Concernant la modification des PLU, trois articles sont créés par l'ordonnance. L'article L.123-13-1 précise les dispositions communes aux deux procédures de modification des PLU ; l'article L.123-13-2, le champ d'application de la modification de droit commun pour laquelle une enquête publique doit être effectuée. Désormais cette procédure s'applique pour les modifications qui ont pour effet soit de majorer de plus de 20% les possibilités de construction résultant dans une zone de l'application de l'ensemble des règles du plan, soit de diminuer ces possibilités de construire, soit de réduire une zone urbaine ou à urbaniser, détaille le rapport. Enfin, l'article L.123-13-3, relatif à la modification simplifiée, étend son champ d'application aux modifications du règlement et des orientations d'aménagement et de programmation qui n'entrent pas dans le champ d'application de la modification de droit commun ainsi qu'à la rectification d'une erreur matérielle. Les articles L.123-14, L.123-14-1 et L.123-14-2 portent respectivement sur les champs d'application de la mise en compatibilité d'un plan avec un projet présentant un caractère d'utilité publique ou d'intérêt général ou avec un autre document et sur les dispositions communes à ces mises en compatibilité.


L'article 4 de l'ordonnance met en place une procédure de modification simplifiée pour les cartes communales, dont le champ d'application est limité à la rectification d'une erreur matérielle, tandis que l'article 5 concerne les majorations des possibilités de construire visant à favoriser la construction de logements sociaux et la réalisation de constructions écologiquement performantes. L'article 6 procède pour sa part à une réécriture et une clarification de l'article L.300-2 du Code de l'urbanisme relatif à la concertation et désormais divisé en quatre parties. Quant aux articles 7 à 18, ils tirent les conséquences des changements de numérotation imposés par la réforme des procédures d'élaboration et d'évolution des documents d'urbanisme en procédant aux changements de référence nécessaires dans les livres Ier et III du Code de l'urbanisme, et dans les autres codes impactés.

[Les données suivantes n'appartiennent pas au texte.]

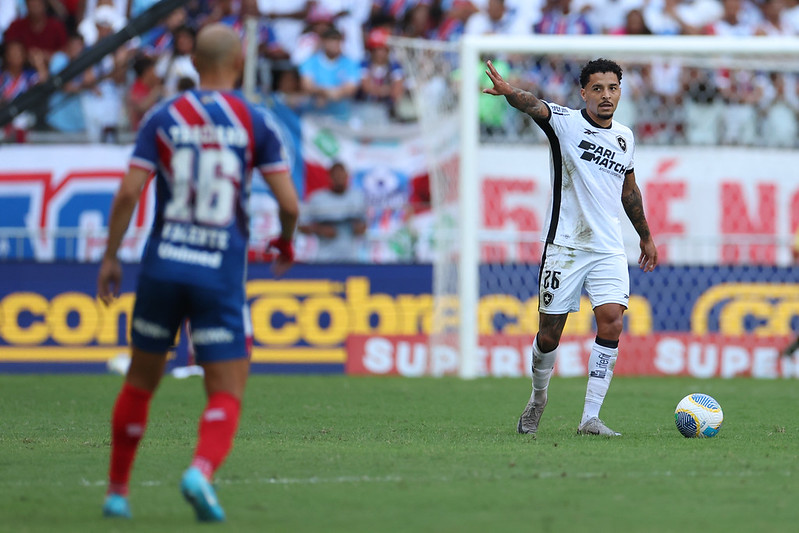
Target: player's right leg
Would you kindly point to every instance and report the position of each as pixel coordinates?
(128, 421)
(559, 285)
(543, 361)
(156, 316)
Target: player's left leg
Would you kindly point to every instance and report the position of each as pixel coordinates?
(608, 288)
(128, 421)
(220, 332)
(224, 383)
(601, 364)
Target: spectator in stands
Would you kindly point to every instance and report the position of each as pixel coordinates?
(703, 106)
(137, 7)
(9, 12)
(350, 17)
(453, 24)
(779, 108)
(145, 91)
(38, 31)
(382, 81)
(337, 217)
(559, 19)
(775, 21)
(288, 91)
(394, 10)
(735, 21)
(418, 21)
(159, 40)
(288, 21)
(681, 17)
(496, 19)
(103, 106)
(741, 91)
(177, 63)
(310, 40)
(104, 17)
(331, 78)
(607, 16)
(16, 77)
(65, 111)
(634, 24)
(120, 7)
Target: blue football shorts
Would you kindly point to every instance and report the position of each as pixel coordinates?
(221, 328)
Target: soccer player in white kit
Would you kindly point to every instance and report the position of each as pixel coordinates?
(592, 180)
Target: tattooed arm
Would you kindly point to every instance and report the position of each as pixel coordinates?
(634, 207)
(521, 100)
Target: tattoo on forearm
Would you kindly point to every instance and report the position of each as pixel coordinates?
(527, 103)
(634, 207)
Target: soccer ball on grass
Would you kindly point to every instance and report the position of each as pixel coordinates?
(698, 415)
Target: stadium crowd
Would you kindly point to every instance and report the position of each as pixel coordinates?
(331, 57)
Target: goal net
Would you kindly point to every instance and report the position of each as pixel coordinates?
(714, 119)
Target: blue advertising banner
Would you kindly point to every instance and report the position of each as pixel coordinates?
(50, 319)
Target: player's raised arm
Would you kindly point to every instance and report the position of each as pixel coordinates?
(286, 195)
(521, 100)
(634, 207)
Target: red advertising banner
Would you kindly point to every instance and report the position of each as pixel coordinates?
(667, 354)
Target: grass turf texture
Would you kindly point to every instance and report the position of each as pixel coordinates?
(383, 454)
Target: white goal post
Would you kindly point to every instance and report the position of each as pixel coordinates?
(465, 258)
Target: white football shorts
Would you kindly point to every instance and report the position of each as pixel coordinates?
(566, 271)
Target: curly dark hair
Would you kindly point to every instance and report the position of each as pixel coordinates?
(599, 65)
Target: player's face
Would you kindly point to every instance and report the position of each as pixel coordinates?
(601, 94)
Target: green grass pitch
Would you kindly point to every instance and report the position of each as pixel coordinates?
(390, 454)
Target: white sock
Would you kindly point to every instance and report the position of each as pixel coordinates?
(543, 363)
(600, 371)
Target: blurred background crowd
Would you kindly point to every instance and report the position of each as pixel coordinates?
(331, 57)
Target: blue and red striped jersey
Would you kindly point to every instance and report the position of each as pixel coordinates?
(202, 146)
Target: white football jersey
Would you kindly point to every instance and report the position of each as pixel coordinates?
(587, 170)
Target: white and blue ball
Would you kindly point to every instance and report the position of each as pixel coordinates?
(698, 415)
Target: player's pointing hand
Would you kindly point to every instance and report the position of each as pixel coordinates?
(501, 87)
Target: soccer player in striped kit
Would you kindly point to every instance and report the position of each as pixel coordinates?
(593, 180)
(202, 147)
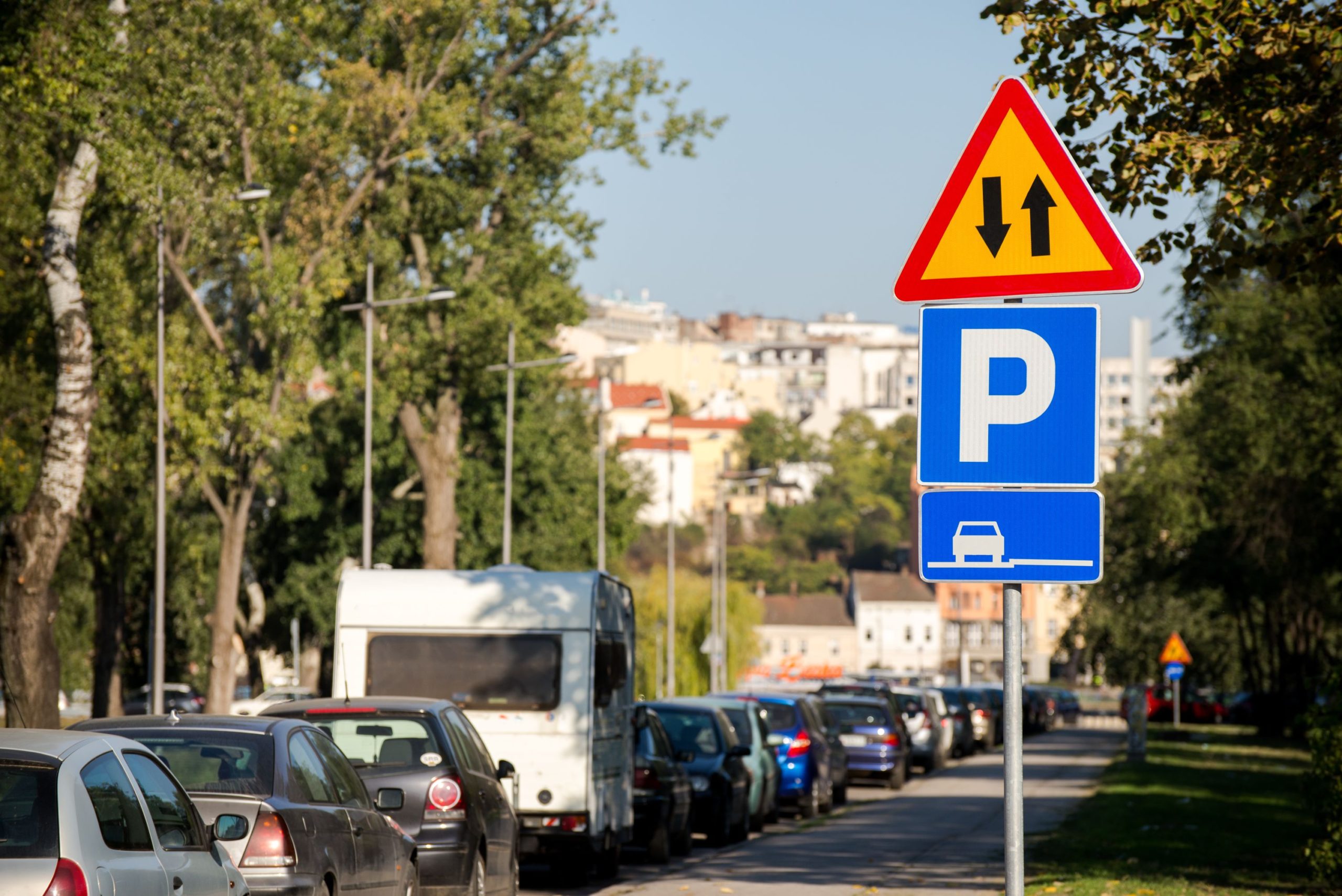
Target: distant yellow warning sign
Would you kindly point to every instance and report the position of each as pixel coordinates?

Enfin, l'article 19 précise que l'ordonnance "entre en vigueur à une date déterminée par décret en Conseil d'Etat et au plus tard le 1er janvier 2013". Des aménagements sont néanmoins prévus "afin de ne pas remettre en cause la sécurité juridique des procédures d'élaboration, de révision, de modification ou de mise en compatibilité en cours".



 Anne Lenormand

Références : ordonnance n°2012-11 du 5 janvier 2012 portant clarification et simplification des procédures d'élaboration, de modification et de révision des documents d'urbanisme, JO du 6 janvier 2012, page 246 ; rapport au président de la République relatif à l'ordonnance n°2012-11 du 5 janvier 2012 portant clarification et simplification des procédures d'élaboration, de modification et de révision des documents d'urbanisme, JO du 6 janvier 2012, page 243.